Með suð í eyrum við spilum endalaust was co-produced with the band by renowned producer Flood, and was recorded in New York City (at Sear Sound Studios), London (at Assault and Battery Studios and Abbey Road), Reykjavík (at Álafoss, the band's studio, as well as a church in Reykjavík), and Havana, Cuba. Whereas Sigur Rós' last release — the critically-acclaimed documentary Heima, chronicling their free tour throughout Iceland — took the band to their homeland, their newest creation, Með suð í eyrum… is the first album in the band's career to be made outside of Iceland. It is also their first album to feature vocalist Jón "Jónsi" Thor Birgisson's vocals in English on one track (the remainder are sung in Icelandic).

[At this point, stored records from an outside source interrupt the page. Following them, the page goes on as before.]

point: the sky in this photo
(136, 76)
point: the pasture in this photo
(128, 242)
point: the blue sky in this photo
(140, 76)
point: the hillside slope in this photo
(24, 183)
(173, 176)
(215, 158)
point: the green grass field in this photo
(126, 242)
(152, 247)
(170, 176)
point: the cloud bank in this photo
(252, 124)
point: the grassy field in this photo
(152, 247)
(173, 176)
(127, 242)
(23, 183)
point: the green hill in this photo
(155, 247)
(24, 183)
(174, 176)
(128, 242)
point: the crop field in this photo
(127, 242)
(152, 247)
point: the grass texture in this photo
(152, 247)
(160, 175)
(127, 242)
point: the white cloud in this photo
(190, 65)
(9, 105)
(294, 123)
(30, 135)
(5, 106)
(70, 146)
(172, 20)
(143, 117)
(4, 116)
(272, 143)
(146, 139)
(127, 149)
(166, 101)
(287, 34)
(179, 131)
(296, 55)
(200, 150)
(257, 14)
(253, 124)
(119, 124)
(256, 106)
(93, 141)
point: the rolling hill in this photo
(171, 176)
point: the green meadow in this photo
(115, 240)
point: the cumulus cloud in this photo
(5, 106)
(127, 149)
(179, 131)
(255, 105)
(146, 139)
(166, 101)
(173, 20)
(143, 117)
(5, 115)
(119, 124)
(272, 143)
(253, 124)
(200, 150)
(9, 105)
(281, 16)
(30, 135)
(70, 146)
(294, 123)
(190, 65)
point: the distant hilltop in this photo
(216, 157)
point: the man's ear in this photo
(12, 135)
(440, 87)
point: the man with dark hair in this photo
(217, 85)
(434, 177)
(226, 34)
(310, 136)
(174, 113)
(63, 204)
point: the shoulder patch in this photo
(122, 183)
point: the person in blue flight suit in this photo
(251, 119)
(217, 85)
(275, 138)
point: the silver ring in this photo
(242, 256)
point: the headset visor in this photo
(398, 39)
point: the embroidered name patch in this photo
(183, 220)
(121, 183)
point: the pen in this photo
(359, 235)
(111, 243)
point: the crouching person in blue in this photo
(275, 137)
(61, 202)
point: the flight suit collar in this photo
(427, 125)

Inspired by the unfettered feeling of the acoustic performances filmed during Heima, Sigur Rós decided to adopt a looser approach in the writing and creation of their brilliant fifth album. The material for the album was written, recorded and mixed entirely in 2008 and is being released just one month after its completion. The album glows with the perfect imperfection of live takes, the sounds of fingers playing guitar strings, cracked notes, and a stark, upfront presence not found in previous Sigur Rós recordings, moving away from reverb-soaked guitar sounds towards something altogether more affecting. The record also contains some of the most joyous music the band has ever recorded.
Opener "Gobbledigook" sets the tone for Með suð í eyrum… with its shifting acoustic guitars, playful vocals, time signature swings and swirling percussion, while "Inní mér syngur vitleysingur" ("Within me a lunatic sings") sparkles as one of the most anthemic songs Sigur Rós have ever written. "Festival" is epic in its elation and scope, "Illgresi" features one of Jónsi's finest vocal melodies over a lone acoustic guitar, and "Ára bátur" is the largest musical undertaking in the band's career, as it was recorded live in one take with the London Sinfonietta and London Oratory Boy's Choir, a total of 90 people playing at the same time. The band also utilized the talents of their string-quartet friends Amiina, as well as a five-piece brass section on certain tracks, in addition to introducing the Mellotron into their writing/recording process for the first time on this album, highlighted on one of the most tender and beautiful songs on the record, "Fljótavík."
The spirit of Með suð í eyrum… is best captured by the album's stunning artwork, contributed by acclaimed visual artist Ryan McGinley. McGinley first met the band when he photographed Jónsi six years ago; the album cover was taken from a flyer for McGinley's most recent exhibit, "I Know Where the Summer Goes," which happened to find its way into Jónsi's inbox just as the band was deciding on how to best visually represent their new collection of songs. The result is a perfect synergy of the aural and the visual.